Une solution, évoquée également par le CAL, serait de sortir l’avortement du Code pénal. Pour rappel, la fameuse loi de 1990 dépénalisant partiellement l’IVG en Belgique n’autorise pas l’avortement mais suspend les poursuites légales si un certain nombre de conditions sont remplies. Aujourd’hui, l’IVG en Belgique fait donc toujours partie du Code pénal. L’en sortir pourrait garantir sa pérennité, malgré la proposition de loi du CD&V. Est-ce cela que le MR est en train de négocier avec son partenaire de majorité dans une sorte de marché donnant-donnant?
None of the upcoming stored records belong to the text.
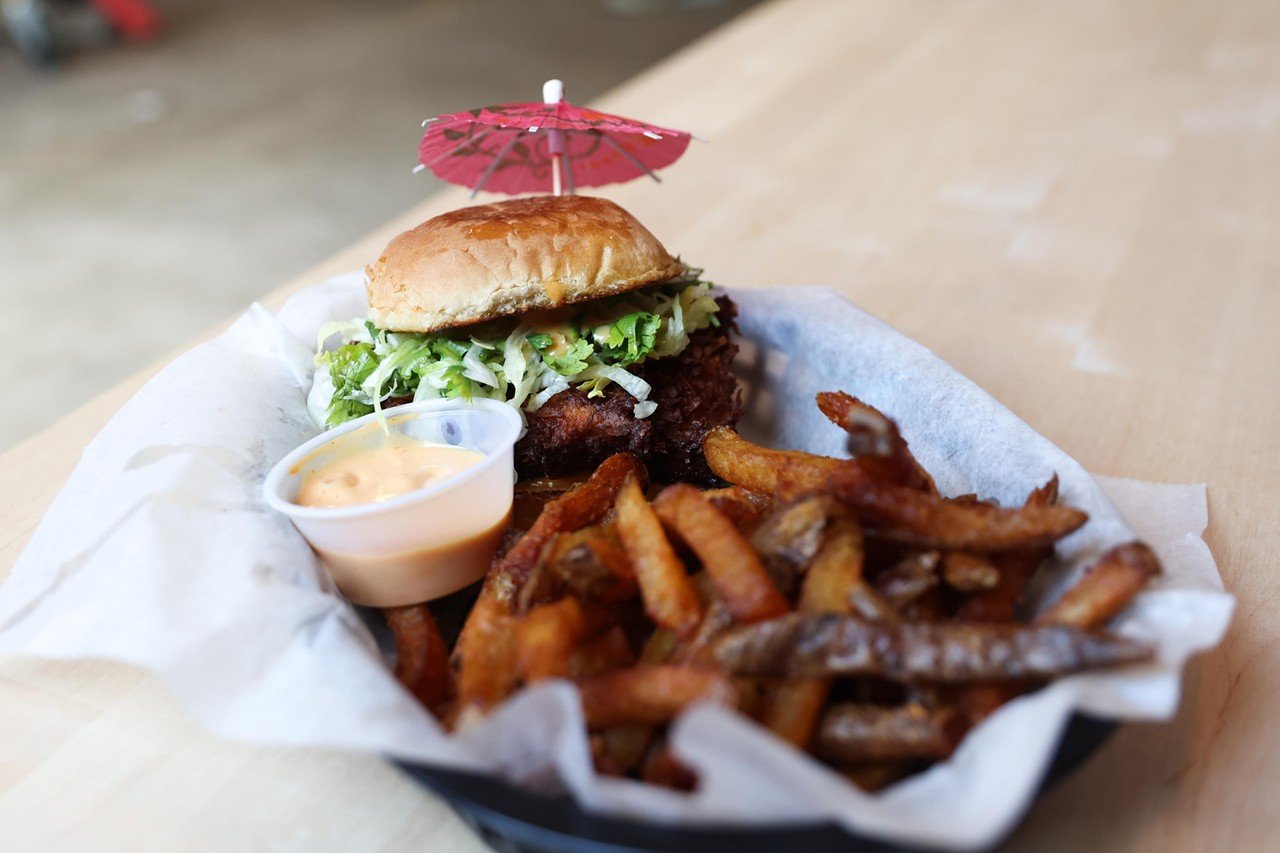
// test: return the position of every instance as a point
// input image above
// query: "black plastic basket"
(513, 819)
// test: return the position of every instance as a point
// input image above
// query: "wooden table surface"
(1078, 205)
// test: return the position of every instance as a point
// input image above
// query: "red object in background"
(539, 147)
(133, 19)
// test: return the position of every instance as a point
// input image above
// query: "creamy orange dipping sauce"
(383, 473)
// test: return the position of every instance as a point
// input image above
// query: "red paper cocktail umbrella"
(552, 146)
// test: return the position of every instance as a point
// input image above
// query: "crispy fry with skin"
(1105, 589)
(607, 651)
(593, 564)
(585, 505)
(872, 433)
(835, 571)
(854, 733)
(969, 573)
(896, 512)
(716, 620)
(487, 666)
(649, 694)
(662, 767)
(878, 775)
(545, 638)
(909, 578)
(792, 708)
(789, 538)
(664, 585)
(744, 509)
(421, 657)
(732, 565)
(809, 646)
(1015, 569)
(626, 747)
(659, 647)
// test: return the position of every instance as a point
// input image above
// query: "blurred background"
(164, 164)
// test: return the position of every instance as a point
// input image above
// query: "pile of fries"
(841, 602)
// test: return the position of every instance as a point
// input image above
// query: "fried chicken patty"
(694, 391)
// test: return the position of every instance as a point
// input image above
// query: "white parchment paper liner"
(160, 552)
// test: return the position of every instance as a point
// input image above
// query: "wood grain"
(1078, 205)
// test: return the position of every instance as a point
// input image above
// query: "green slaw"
(360, 366)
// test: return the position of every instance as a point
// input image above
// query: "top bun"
(496, 260)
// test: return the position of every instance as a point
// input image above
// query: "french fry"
(789, 538)
(791, 710)
(659, 647)
(871, 433)
(649, 694)
(664, 587)
(909, 578)
(545, 638)
(1105, 589)
(859, 733)
(421, 656)
(1015, 569)
(585, 505)
(662, 767)
(487, 666)
(835, 571)
(896, 512)
(626, 746)
(607, 651)
(744, 509)
(807, 646)
(969, 573)
(906, 597)
(877, 775)
(736, 570)
(716, 620)
(593, 564)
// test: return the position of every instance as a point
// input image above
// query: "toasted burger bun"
(497, 260)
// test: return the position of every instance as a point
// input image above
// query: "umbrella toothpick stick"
(553, 92)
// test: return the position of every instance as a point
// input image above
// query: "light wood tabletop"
(1078, 205)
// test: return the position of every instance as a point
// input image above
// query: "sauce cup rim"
(279, 473)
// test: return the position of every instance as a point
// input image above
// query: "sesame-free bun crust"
(507, 258)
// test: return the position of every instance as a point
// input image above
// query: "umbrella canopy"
(544, 146)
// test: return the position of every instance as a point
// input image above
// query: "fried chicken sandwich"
(566, 308)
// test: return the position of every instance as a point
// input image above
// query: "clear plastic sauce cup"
(423, 544)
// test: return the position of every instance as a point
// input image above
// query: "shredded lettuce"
(525, 366)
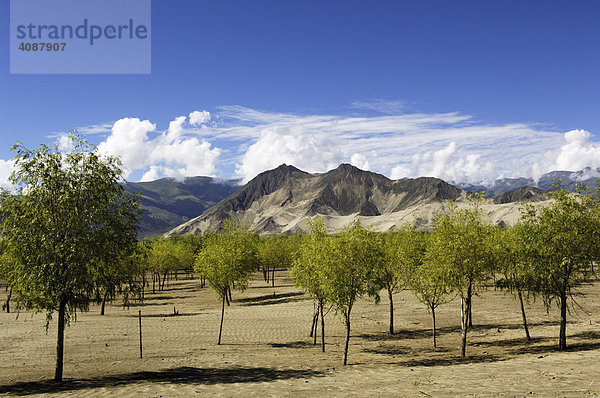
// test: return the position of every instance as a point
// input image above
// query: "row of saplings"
(68, 237)
(548, 253)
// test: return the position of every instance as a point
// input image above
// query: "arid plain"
(267, 350)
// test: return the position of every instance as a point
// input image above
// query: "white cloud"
(197, 118)
(359, 160)
(171, 153)
(64, 143)
(6, 169)
(577, 153)
(451, 145)
(309, 151)
(129, 141)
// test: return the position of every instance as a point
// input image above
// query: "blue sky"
(461, 90)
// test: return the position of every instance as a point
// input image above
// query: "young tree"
(429, 281)
(228, 259)
(274, 251)
(67, 220)
(350, 272)
(565, 242)
(461, 243)
(403, 252)
(307, 270)
(511, 245)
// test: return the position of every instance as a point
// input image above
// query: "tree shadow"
(294, 344)
(181, 375)
(168, 315)
(270, 299)
(553, 348)
(518, 341)
(452, 361)
(150, 298)
(419, 333)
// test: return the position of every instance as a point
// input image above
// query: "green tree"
(403, 251)
(565, 242)
(350, 271)
(227, 259)
(307, 270)
(430, 281)
(274, 251)
(461, 242)
(512, 245)
(67, 220)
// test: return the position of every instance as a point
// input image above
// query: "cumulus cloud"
(309, 151)
(452, 146)
(64, 143)
(359, 160)
(171, 153)
(577, 152)
(6, 169)
(199, 117)
(129, 141)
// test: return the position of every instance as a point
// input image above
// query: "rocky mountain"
(280, 201)
(530, 194)
(565, 179)
(167, 203)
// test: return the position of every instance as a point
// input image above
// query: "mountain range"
(564, 179)
(280, 200)
(166, 203)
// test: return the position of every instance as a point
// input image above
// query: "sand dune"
(266, 349)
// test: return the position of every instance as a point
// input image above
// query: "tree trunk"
(433, 317)
(390, 296)
(315, 317)
(104, 302)
(60, 341)
(347, 337)
(562, 340)
(524, 317)
(164, 279)
(8, 300)
(222, 314)
(273, 278)
(322, 326)
(470, 306)
(466, 324)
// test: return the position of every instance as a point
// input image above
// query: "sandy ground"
(266, 349)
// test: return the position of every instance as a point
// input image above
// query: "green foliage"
(310, 258)
(563, 243)
(429, 280)
(227, 258)
(461, 243)
(69, 225)
(275, 251)
(353, 258)
(403, 252)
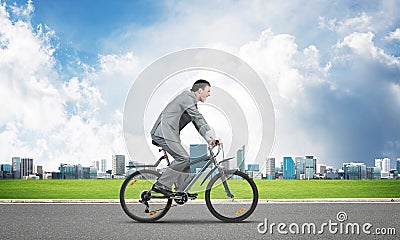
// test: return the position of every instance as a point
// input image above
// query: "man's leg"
(178, 171)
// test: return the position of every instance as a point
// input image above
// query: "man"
(166, 133)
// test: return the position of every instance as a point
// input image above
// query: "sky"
(332, 69)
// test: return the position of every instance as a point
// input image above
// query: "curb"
(202, 201)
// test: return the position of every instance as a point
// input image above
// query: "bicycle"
(230, 195)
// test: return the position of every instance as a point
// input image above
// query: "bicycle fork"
(223, 179)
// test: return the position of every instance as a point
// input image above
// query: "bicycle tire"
(130, 194)
(225, 208)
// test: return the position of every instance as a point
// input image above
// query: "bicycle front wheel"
(232, 196)
(138, 202)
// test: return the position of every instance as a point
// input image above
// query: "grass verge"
(275, 189)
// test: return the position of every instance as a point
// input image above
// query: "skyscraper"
(354, 171)
(300, 166)
(378, 163)
(310, 167)
(398, 165)
(288, 168)
(103, 165)
(240, 157)
(270, 168)
(385, 168)
(26, 167)
(16, 167)
(118, 164)
(197, 151)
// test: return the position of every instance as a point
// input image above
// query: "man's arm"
(200, 123)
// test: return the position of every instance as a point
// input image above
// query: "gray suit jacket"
(177, 114)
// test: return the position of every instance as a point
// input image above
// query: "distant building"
(39, 171)
(67, 171)
(16, 167)
(253, 167)
(299, 168)
(354, 171)
(310, 167)
(288, 168)
(118, 164)
(398, 165)
(270, 168)
(240, 157)
(385, 168)
(253, 170)
(26, 167)
(103, 165)
(373, 173)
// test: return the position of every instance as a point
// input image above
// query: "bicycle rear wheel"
(138, 202)
(233, 208)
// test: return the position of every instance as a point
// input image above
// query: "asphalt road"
(193, 221)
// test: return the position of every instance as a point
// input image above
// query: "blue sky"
(332, 69)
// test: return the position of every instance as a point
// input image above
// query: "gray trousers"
(178, 171)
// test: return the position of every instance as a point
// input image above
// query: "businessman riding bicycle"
(166, 133)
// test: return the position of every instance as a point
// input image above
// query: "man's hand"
(213, 140)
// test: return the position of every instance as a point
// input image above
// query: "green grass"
(275, 189)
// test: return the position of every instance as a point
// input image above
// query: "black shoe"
(192, 195)
(158, 189)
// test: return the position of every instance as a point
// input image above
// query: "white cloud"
(284, 67)
(395, 35)
(361, 23)
(50, 120)
(362, 44)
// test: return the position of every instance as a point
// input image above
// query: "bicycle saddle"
(155, 143)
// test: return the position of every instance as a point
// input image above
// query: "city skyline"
(289, 168)
(332, 74)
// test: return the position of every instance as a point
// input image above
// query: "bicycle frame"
(211, 159)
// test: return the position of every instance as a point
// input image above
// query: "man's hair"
(201, 83)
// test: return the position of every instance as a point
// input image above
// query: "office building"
(373, 173)
(103, 165)
(89, 172)
(67, 171)
(253, 170)
(310, 167)
(270, 168)
(26, 167)
(288, 168)
(197, 151)
(299, 168)
(16, 167)
(354, 171)
(398, 165)
(253, 167)
(385, 168)
(378, 163)
(5, 171)
(321, 170)
(240, 157)
(118, 165)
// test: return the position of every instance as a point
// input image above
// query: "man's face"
(204, 93)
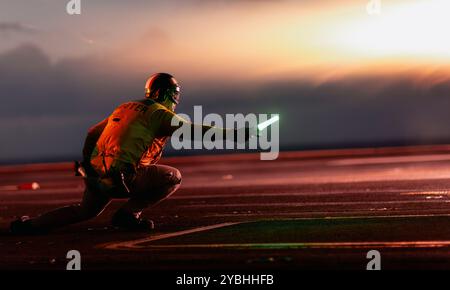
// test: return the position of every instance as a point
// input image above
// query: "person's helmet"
(161, 86)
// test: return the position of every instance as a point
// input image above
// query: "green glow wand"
(265, 124)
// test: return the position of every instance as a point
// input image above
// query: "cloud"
(16, 27)
(46, 107)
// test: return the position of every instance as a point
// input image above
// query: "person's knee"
(89, 213)
(173, 176)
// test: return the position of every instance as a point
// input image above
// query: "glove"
(246, 132)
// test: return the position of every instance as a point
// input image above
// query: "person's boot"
(23, 226)
(123, 219)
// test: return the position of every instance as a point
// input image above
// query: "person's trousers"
(150, 185)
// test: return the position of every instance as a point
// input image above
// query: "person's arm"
(165, 117)
(92, 138)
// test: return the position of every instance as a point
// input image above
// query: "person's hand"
(244, 134)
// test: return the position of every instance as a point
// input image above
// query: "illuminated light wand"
(265, 124)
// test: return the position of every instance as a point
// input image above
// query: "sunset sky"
(337, 74)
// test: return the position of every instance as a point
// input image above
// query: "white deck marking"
(278, 246)
(137, 244)
(389, 160)
(134, 244)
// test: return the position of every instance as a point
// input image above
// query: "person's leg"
(93, 204)
(151, 185)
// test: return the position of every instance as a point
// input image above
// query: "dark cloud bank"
(47, 107)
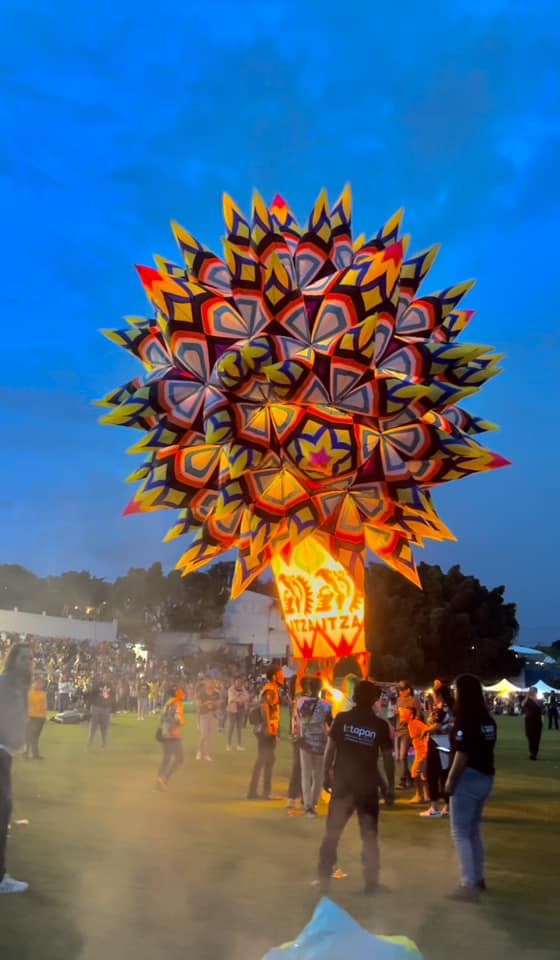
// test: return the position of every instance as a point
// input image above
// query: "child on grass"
(417, 732)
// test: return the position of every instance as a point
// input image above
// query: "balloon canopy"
(301, 387)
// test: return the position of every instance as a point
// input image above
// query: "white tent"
(543, 688)
(502, 687)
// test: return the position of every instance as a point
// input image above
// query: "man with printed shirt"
(314, 719)
(356, 739)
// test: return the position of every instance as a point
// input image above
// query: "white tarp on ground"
(332, 934)
(503, 686)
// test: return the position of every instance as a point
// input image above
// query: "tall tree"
(454, 624)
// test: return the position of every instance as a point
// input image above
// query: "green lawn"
(118, 871)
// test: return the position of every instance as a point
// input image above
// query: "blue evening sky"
(118, 116)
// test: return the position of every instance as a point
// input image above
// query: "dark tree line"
(454, 624)
(143, 600)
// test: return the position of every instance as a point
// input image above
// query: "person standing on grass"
(37, 714)
(237, 705)
(314, 720)
(101, 700)
(207, 702)
(533, 721)
(266, 732)
(14, 689)
(552, 711)
(417, 731)
(406, 701)
(143, 702)
(356, 739)
(295, 792)
(437, 762)
(170, 736)
(470, 782)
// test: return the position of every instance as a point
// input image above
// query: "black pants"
(533, 733)
(294, 789)
(341, 809)
(435, 774)
(266, 755)
(5, 806)
(32, 734)
(172, 758)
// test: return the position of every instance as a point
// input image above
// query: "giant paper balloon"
(301, 387)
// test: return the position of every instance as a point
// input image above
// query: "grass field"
(121, 872)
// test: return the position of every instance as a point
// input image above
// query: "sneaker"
(9, 885)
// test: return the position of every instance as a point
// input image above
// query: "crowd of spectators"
(138, 678)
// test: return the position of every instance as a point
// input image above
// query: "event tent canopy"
(502, 687)
(543, 687)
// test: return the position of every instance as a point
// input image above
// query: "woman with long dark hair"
(470, 782)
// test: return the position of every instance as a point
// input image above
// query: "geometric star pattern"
(301, 385)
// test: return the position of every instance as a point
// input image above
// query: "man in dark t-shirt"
(356, 739)
(533, 722)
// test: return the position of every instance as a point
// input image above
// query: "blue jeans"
(467, 803)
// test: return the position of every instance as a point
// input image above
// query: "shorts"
(418, 768)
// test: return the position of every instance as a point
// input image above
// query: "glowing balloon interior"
(299, 388)
(323, 608)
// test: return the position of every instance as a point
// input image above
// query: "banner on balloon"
(322, 606)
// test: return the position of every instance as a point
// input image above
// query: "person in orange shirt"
(417, 733)
(36, 716)
(170, 735)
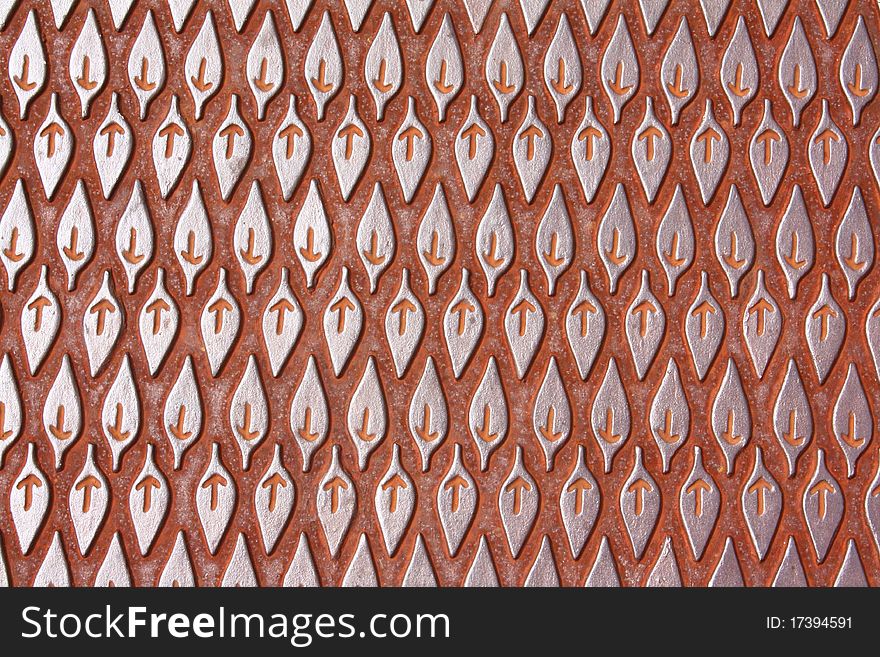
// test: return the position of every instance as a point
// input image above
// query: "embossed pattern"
(439, 292)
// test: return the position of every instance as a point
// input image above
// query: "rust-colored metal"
(854, 544)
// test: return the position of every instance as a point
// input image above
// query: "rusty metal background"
(838, 504)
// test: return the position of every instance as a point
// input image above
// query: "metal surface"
(458, 292)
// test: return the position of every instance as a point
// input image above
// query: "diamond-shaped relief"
(312, 290)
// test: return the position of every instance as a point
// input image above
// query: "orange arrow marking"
(825, 138)
(456, 484)
(245, 430)
(393, 486)
(760, 310)
(649, 135)
(341, 306)
(305, 432)
(823, 314)
(732, 259)
(462, 308)
(320, 82)
(703, 311)
(672, 255)
(282, 307)
(348, 133)
(550, 255)
(614, 254)
(115, 429)
(71, 250)
(308, 251)
(484, 432)
(141, 81)
(517, 486)
(616, 85)
(57, 429)
(84, 80)
(147, 484)
(219, 308)
(729, 436)
(169, 132)
(52, 133)
(37, 306)
(363, 433)
(101, 309)
(580, 488)
(792, 258)
(177, 430)
(273, 483)
(403, 308)
(760, 488)
(559, 83)
(371, 255)
(4, 432)
(523, 308)
(707, 137)
(795, 87)
(639, 487)
(87, 485)
(230, 132)
(489, 256)
(189, 254)
(440, 83)
(530, 134)
(290, 133)
(334, 486)
(791, 436)
(473, 131)
(261, 82)
(28, 484)
(856, 85)
(409, 135)
(852, 260)
(822, 489)
(767, 139)
(157, 307)
(589, 135)
(675, 87)
(248, 254)
(11, 251)
(583, 309)
(214, 482)
(502, 84)
(432, 256)
(607, 432)
(380, 83)
(698, 488)
(23, 80)
(110, 131)
(849, 437)
(642, 311)
(424, 431)
(199, 81)
(665, 432)
(736, 87)
(130, 253)
(547, 430)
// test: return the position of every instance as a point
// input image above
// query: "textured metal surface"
(458, 292)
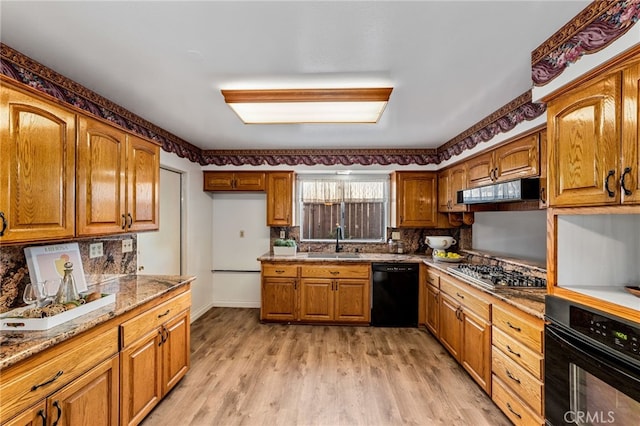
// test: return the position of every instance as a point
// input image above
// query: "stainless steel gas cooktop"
(493, 277)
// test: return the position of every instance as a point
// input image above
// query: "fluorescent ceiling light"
(288, 106)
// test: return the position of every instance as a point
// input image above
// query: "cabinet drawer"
(279, 270)
(336, 271)
(147, 321)
(519, 327)
(518, 352)
(33, 379)
(464, 296)
(433, 278)
(512, 406)
(516, 378)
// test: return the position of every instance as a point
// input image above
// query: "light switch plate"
(127, 246)
(95, 250)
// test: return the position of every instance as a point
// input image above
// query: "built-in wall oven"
(592, 366)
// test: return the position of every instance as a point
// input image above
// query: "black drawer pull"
(518, 329)
(514, 413)
(56, 377)
(512, 377)
(512, 351)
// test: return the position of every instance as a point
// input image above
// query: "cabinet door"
(143, 184)
(457, 182)
(140, 376)
(352, 302)
(480, 170)
(90, 400)
(417, 199)
(518, 159)
(450, 326)
(583, 144)
(316, 299)
(443, 192)
(34, 416)
(630, 163)
(218, 181)
(101, 191)
(476, 349)
(279, 299)
(279, 199)
(37, 168)
(175, 351)
(433, 310)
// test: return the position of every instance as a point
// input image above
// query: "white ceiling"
(451, 63)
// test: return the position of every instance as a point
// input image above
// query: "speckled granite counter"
(528, 300)
(131, 291)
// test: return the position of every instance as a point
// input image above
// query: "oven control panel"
(614, 334)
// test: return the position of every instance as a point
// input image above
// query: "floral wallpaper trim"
(325, 157)
(501, 121)
(19, 67)
(597, 26)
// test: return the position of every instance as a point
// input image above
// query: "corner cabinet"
(37, 168)
(234, 181)
(416, 198)
(279, 198)
(514, 160)
(593, 130)
(117, 180)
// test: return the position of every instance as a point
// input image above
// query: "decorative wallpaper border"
(324, 157)
(593, 29)
(19, 67)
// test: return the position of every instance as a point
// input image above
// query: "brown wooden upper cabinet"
(279, 198)
(593, 131)
(234, 181)
(37, 168)
(416, 199)
(517, 159)
(117, 180)
(450, 181)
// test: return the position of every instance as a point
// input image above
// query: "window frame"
(385, 178)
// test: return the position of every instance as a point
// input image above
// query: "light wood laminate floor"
(247, 373)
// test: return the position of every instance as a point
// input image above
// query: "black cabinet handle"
(518, 329)
(627, 192)
(514, 413)
(43, 417)
(4, 224)
(57, 405)
(606, 183)
(56, 377)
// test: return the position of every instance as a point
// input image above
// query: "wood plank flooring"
(247, 373)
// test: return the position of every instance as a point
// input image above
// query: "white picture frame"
(47, 263)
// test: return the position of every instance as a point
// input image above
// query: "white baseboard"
(236, 304)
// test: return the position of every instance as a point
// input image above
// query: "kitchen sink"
(322, 255)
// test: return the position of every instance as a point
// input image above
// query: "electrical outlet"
(127, 246)
(95, 250)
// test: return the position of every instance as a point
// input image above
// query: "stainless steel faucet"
(339, 234)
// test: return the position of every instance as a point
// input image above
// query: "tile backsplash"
(14, 274)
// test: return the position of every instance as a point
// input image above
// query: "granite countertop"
(131, 291)
(528, 300)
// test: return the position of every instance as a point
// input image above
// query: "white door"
(160, 252)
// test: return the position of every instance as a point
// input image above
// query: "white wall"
(197, 231)
(517, 234)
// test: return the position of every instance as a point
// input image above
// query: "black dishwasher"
(395, 295)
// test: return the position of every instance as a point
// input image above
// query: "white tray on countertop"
(11, 320)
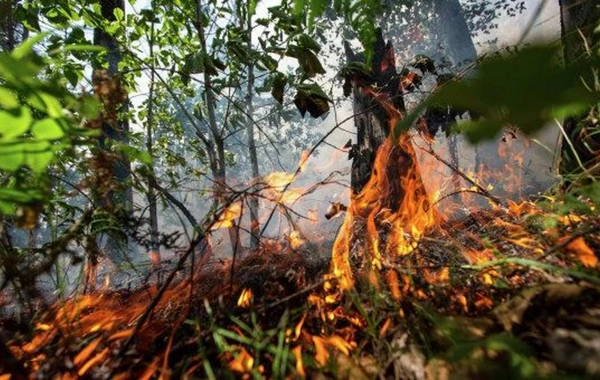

Du côté de Sonja Becq, on déclare en tout cas chercher un accord au sein de la majorité. Mais on ne se prononce pas sur ce qui pourrait se passer en cas de désaccord persistant avec le partenaire libéral. Pourrait-on se diriger vers une majorité alternative, soutenue depuis l’opposition par le CDH, voire quelques Écolos issus de l’aile catholique des verts? Du côté du CDH, on fait remarquer que le parti humaniste a aussi un texte sur la table à ce sujet. «Mais nous n’allons pas aussi loin que le CD&V, nous dit-on. On ne parle pas d’acte de naissance mais de possibilité – entre 140 jours et 179 jours – d’inscrire l’enfant à la demande des parents dans un registre spécial tenu dans la commune de l’institution hospitalière.» Face à ce constat, le parti fait remarquer qu’il pourrait «appuyer le texte du CD&V, mais il est encore un peu tôt pour nous prononcer. Il y a tout de même quelques différences entre nos deux propositions».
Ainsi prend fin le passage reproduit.